The more aggressive performance indicators can be defined to measure the effectiveness of talent management at the strategic level. The typical HR KPIs like employee satisfaction index, attrition level, HR productivity, average employee age, average learning hours per employee, the average cost per hire, the average spend on employee welfare, average employee longevity etc, are all relevant, but some of them look a bit lacking in biting power. The more aggressive performance indicators can be defined to measure the effectiveness of the HR strategy, policy, frameworks, processes and structure on the floor as far as organization health, culture, conducive work environment and quality of resources are concerned. Therefore, some of the following parameters may be brought into the scope of HR corporate targets:

-HRM dispute density, no of HRM-related disputes registered in a year.

-Discipline index - no of disciplinary actions taken during per year, say, for internal purpose

Average time to dispute resolution.

-No of HR policy exceptions granted per year.

-No of breaches of statutory compliance per year.

-Average employee competency index (can be included in the annual report) – this is pretty complex – you can start with a definition and have to improve upon over time.

-No of HR innovations per year. How does one define or benchmark HR innovations?

Corporate targets as Performance Indicators often make more sense on a very high level of the organization. The ability to realistically impact that particular corporate target has to be within the sphere of the individual, because it otherwise will be an unreasonable objective to be measured on. On lower levels of the organization, the corporate targets should of course then be broken further down for the business units to accomplish the overall goals. As for specific KPIs, it very much depends on the business you are in. A somewhat generic KPI could be in terms of responsiveness and reaction to client requests, which could perhaps be applied to more or less all levels of an organization.Performance Indicators like employee satisfaction, absence, employee turnover, high performer turnover, safety, diversity in promotions for measuring people and organization. Some of the most important metrics are those that look at previous internal employee surveys and focus in on what needs to improve. If the people in the organization said that you didn't provide transparency, then that became a metric for improvement. What did they really mean, how do you work with the entire organization to improve it - leaders, managers, employees all need to be considered. Part of the role of a talent manager is to address what is not working in the employee experience, so adding these and making tangible changes will help achieve all of the other metrics. And it means there is always something new to be working on.

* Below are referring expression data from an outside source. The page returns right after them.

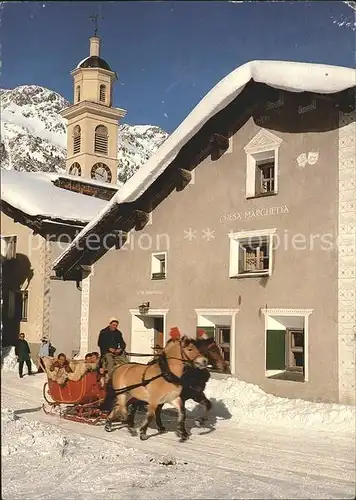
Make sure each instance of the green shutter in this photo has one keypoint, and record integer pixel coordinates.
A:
(210, 330)
(276, 350)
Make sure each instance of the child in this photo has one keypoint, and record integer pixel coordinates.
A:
(61, 362)
(88, 358)
(100, 369)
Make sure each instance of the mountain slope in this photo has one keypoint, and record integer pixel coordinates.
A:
(33, 134)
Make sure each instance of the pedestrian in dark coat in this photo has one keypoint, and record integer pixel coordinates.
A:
(22, 351)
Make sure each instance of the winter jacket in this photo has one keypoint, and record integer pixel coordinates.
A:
(110, 339)
(65, 365)
(44, 349)
(22, 350)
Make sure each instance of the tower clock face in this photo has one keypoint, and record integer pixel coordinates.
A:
(75, 169)
(101, 172)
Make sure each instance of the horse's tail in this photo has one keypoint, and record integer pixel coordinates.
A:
(110, 396)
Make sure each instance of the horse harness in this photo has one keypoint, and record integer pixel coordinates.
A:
(166, 373)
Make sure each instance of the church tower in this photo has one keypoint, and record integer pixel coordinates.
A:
(92, 129)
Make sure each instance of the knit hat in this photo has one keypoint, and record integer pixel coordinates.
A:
(202, 334)
(174, 333)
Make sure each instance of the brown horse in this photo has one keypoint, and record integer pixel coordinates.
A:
(157, 384)
(193, 380)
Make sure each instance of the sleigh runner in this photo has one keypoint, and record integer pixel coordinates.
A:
(77, 400)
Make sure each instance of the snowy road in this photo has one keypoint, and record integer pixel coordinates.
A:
(233, 461)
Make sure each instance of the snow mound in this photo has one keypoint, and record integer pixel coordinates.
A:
(21, 435)
(9, 362)
(248, 403)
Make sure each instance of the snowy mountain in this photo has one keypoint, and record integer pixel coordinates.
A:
(33, 134)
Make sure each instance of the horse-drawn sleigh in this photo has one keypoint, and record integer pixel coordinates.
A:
(177, 374)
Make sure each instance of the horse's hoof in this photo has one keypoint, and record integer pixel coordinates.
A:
(108, 427)
(183, 436)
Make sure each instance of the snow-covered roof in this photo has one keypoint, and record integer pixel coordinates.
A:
(81, 62)
(83, 180)
(34, 194)
(282, 75)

Too often consultants, HR professionals, and other well-meaning individuals deploy their favorite instrument in an effort to understand something about talent management. Sometimes organizations create their own measures with little understanding of how measurement works. The best performance management system needs to tie everyone in the organization to company’s profit and also company’s rewards, and at the same time, there are individual performance incentives which are measured against personal goals. This keeps all employees working together while at the same time push the individual to exceed their personal goals. It is a win-win for both individuals and the organization.